Она вытолкала Серегу в коридор и прикрыла за ним дверь.
Мы кое‑как собрали и свалили в раковину грязную посуду и тоже стали располагаться на ночлег. Я долго путался в холодных трубках раскладушки, куда‑то падал, что‑то ронял, пока наконец не улегся.
– Свет гаси, – пробубнил Серега из‑под одеяла.
Я погасил. Лег опять. Услышал, как Ленка выбралась в ванную и пустила воду, и как Серега ворочается и скрипит матрасными пружинами. (Между нами, Кабанчик западает на всех девчонок, и Ленка – не исключение.)
– Классная девчонка, – сказал он куда‑то в темноту. – Скажи, ведь правда классная?
– Угу.
– Жаль, что она так ненадолго. Скажи, ведь правда жаль?
–Угу.
– А вот если бы…
– Спи, а то подушкой задушу, – пообещал я, и Серега послушно затих.

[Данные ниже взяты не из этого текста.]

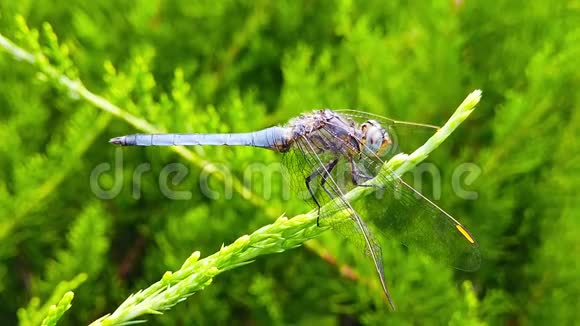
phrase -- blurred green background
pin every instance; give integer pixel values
(233, 66)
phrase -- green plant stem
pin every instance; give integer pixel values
(280, 236)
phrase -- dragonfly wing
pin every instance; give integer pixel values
(339, 213)
(401, 212)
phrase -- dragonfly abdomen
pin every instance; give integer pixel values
(273, 138)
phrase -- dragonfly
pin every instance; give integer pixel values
(330, 152)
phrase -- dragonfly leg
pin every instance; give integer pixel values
(325, 171)
(325, 176)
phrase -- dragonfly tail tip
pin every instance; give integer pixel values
(117, 141)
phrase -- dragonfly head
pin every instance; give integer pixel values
(375, 137)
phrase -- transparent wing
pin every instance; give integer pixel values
(401, 212)
(337, 212)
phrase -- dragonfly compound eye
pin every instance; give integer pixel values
(374, 137)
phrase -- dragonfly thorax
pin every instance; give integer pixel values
(374, 137)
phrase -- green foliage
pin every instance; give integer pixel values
(93, 70)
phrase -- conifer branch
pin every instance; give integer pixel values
(284, 234)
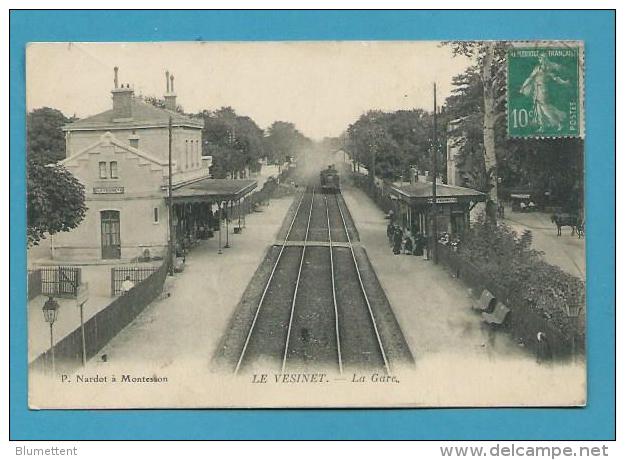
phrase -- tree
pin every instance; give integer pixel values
(393, 141)
(554, 165)
(45, 141)
(490, 57)
(235, 142)
(55, 201)
(283, 141)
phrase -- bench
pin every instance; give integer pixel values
(498, 316)
(485, 303)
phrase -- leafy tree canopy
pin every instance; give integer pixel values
(45, 140)
(55, 201)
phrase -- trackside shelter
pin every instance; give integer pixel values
(199, 207)
(413, 207)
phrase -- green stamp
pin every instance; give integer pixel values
(543, 92)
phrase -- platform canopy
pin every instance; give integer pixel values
(214, 190)
(421, 193)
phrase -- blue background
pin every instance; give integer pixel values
(596, 421)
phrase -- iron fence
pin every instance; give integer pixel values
(104, 325)
(34, 283)
(60, 281)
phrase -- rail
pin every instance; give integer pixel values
(262, 298)
(336, 310)
(362, 287)
(299, 274)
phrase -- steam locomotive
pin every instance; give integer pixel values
(330, 180)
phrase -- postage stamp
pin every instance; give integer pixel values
(544, 92)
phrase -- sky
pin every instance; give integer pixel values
(322, 87)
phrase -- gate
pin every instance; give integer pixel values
(60, 281)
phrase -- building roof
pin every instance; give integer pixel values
(143, 115)
(422, 192)
(214, 190)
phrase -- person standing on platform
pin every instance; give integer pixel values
(397, 240)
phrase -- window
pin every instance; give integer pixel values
(114, 170)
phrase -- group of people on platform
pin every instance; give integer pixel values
(405, 242)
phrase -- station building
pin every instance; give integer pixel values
(121, 156)
(414, 207)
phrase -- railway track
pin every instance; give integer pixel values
(314, 312)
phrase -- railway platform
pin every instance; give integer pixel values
(188, 322)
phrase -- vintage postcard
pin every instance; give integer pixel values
(306, 224)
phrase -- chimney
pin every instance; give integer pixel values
(170, 96)
(122, 100)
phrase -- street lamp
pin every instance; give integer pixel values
(572, 312)
(50, 312)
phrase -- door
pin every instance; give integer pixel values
(111, 242)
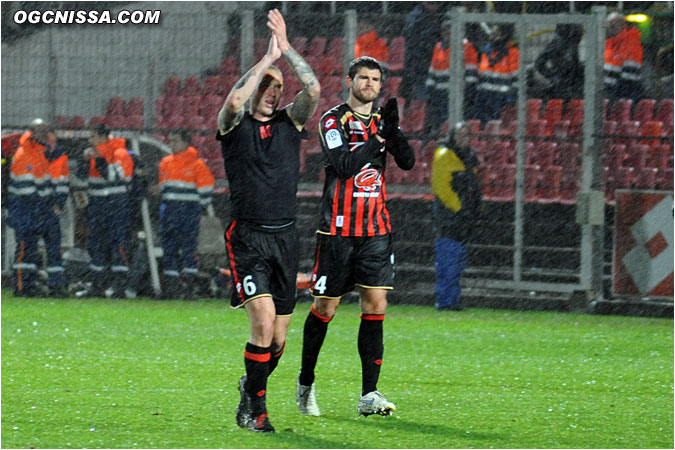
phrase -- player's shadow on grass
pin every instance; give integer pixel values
(416, 427)
(297, 440)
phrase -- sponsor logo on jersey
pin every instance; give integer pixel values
(265, 131)
(368, 179)
(329, 123)
(356, 125)
(333, 139)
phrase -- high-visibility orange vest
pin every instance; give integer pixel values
(502, 77)
(120, 170)
(185, 177)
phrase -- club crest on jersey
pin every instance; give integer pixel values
(356, 125)
(333, 139)
(368, 179)
(329, 123)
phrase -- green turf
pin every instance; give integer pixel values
(152, 374)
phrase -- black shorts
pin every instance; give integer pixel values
(342, 263)
(263, 263)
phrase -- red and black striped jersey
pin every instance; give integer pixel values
(354, 194)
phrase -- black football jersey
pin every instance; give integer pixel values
(262, 160)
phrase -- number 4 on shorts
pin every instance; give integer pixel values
(320, 285)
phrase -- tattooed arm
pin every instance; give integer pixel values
(233, 109)
(305, 103)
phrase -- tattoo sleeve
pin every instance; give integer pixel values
(306, 101)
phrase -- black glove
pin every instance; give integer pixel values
(388, 119)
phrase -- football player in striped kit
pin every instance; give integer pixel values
(354, 248)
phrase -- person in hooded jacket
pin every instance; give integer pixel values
(456, 206)
(187, 185)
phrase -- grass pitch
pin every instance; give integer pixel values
(99, 373)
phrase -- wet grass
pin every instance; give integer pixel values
(148, 374)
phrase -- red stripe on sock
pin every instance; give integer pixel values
(280, 352)
(372, 316)
(260, 357)
(319, 316)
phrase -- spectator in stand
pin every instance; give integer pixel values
(557, 71)
(439, 77)
(421, 31)
(497, 74)
(369, 44)
(457, 204)
(35, 202)
(623, 59)
(187, 185)
(108, 169)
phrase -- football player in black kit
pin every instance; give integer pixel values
(354, 247)
(261, 152)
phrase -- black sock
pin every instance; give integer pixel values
(371, 349)
(275, 357)
(256, 361)
(315, 330)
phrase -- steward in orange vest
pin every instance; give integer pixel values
(187, 185)
(34, 208)
(108, 172)
(439, 77)
(497, 74)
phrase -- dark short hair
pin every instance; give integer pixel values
(367, 62)
(101, 130)
(185, 135)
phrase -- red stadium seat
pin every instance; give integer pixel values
(503, 183)
(636, 156)
(551, 179)
(135, 121)
(336, 48)
(658, 156)
(574, 112)
(553, 112)
(645, 178)
(546, 154)
(644, 110)
(627, 132)
(664, 114)
(561, 128)
(570, 183)
(652, 128)
(664, 179)
(532, 183)
(537, 128)
(620, 111)
(396, 53)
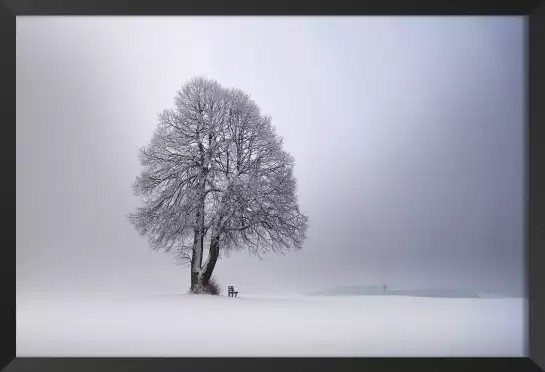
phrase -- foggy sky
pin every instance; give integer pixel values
(407, 134)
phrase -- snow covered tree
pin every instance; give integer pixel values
(215, 175)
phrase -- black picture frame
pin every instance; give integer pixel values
(535, 180)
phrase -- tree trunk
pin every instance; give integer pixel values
(198, 243)
(211, 261)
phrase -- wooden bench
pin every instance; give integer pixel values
(232, 292)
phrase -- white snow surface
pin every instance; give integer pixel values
(168, 325)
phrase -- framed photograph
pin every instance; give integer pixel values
(264, 187)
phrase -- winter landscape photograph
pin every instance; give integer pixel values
(270, 186)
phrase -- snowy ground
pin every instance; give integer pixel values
(252, 325)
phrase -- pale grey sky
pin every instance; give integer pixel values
(407, 134)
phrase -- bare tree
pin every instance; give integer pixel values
(215, 172)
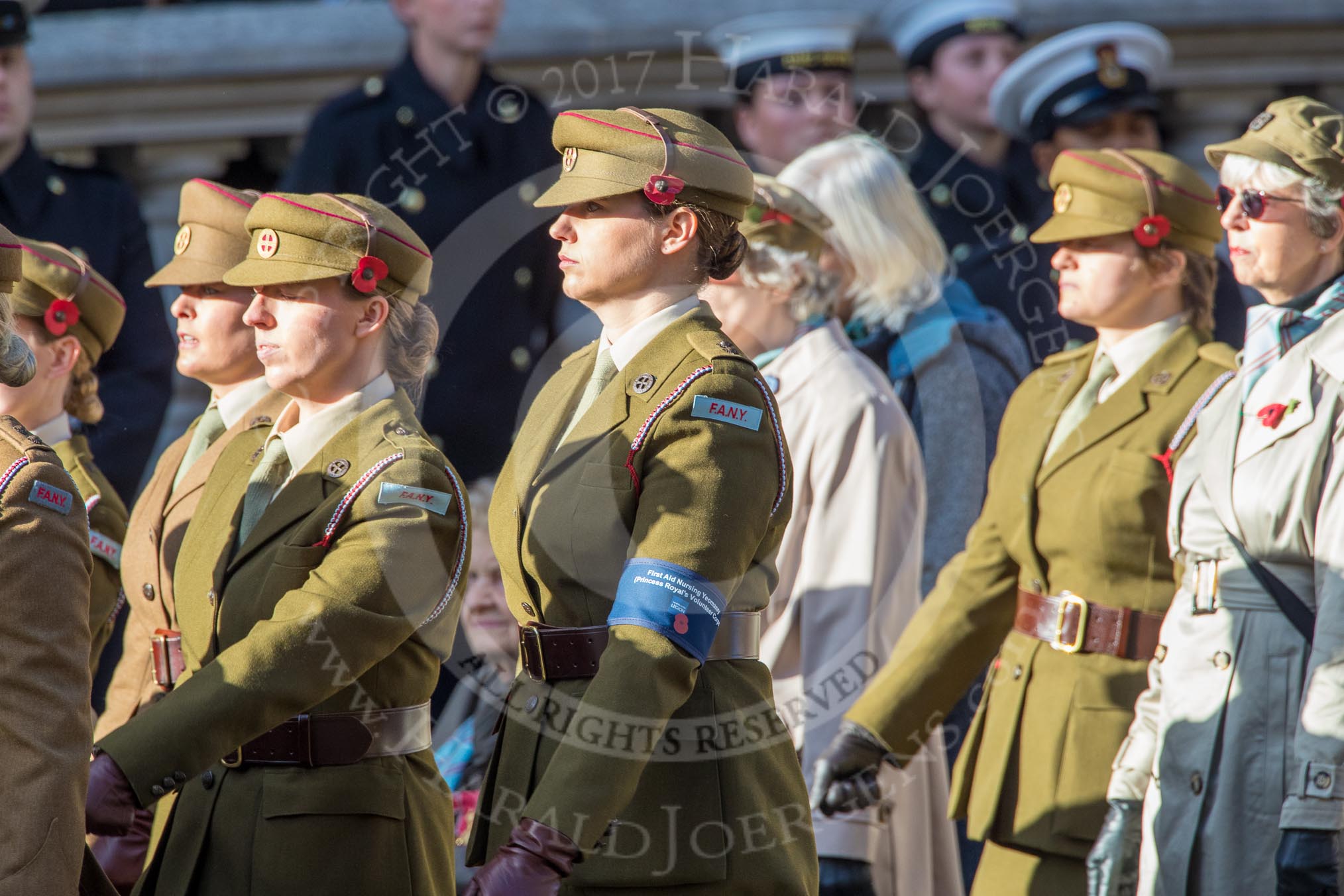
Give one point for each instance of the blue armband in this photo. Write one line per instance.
(679, 604)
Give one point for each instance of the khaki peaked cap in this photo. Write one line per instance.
(1098, 194)
(211, 234)
(610, 152)
(54, 274)
(304, 237)
(1299, 133)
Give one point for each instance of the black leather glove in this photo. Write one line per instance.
(1113, 862)
(846, 775)
(1308, 863)
(533, 863)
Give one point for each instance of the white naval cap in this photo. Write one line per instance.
(766, 43)
(919, 27)
(1078, 77)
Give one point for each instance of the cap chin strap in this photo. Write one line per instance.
(1149, 231)
(661, 188)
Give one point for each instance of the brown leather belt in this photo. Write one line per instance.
(1073, 625)
(338, 739)
(551, 653)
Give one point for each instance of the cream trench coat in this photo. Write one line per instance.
(848, 583)
(1225, 749)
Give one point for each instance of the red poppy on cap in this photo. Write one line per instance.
(1152, 230)
(367, 273)
(61, 316)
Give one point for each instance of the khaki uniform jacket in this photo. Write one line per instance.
(107, 532)
(631, 763)
(1229, 743)
(850, 569)
(44, 677)
(1092, 522)
(150, 555)
(337, 602)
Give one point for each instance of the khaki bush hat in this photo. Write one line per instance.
(1299, 133)
(1155, 196)
(785, 218)
(211, 237)
(668, 155)
(68, 296)
(295, 238)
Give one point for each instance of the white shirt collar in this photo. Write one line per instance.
(1132, 353)
(56, 430)
(233, 406)
(306, 438)
(635, 339)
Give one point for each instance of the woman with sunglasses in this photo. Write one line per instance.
(636, 524)
(1241, 723)
(320, 600)
(69, 315)
(1066, 573)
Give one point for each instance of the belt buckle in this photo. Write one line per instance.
(1068, 600)
(1204, 601)
(541, 659)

Я уже основательно задремал, как вдруг из коридора донесся истошный женский визг – настоящий первобытный вопль ужаса. Хмель слетел с меня вместе с одеялом, я вскочил в чем был, заметался, схватил в темноте что‑то тяжелое (как оказалось, то была гантель) и ринулся в коридор на помощь.
И остолбенел.
Прямо на меня, распространяя вокруг себя мертвенно‑бледное зеленое сияние, ползло какое‑то чудовище. Впрочем, какое там ползло! Бежало, топало, неслось, загребая когтистыми лапами! И не сказать чтобы оно было уж очень большим, просто выскочило мне навстречу так неожиданно! И этот его свет… Я просто голову потерял. Навек запомню эту картину! Было видно, как Ленка в ночной рубашке, с зубной щеткой в руке и полотенцем в другой медленно сползает на пол по стене. Я заорал, подпрыгнул, попытался ткнуть зеленую тварюгу гантелью, промахнулся и упал. Чудо проскочило у меня между ног и удрало на кухню.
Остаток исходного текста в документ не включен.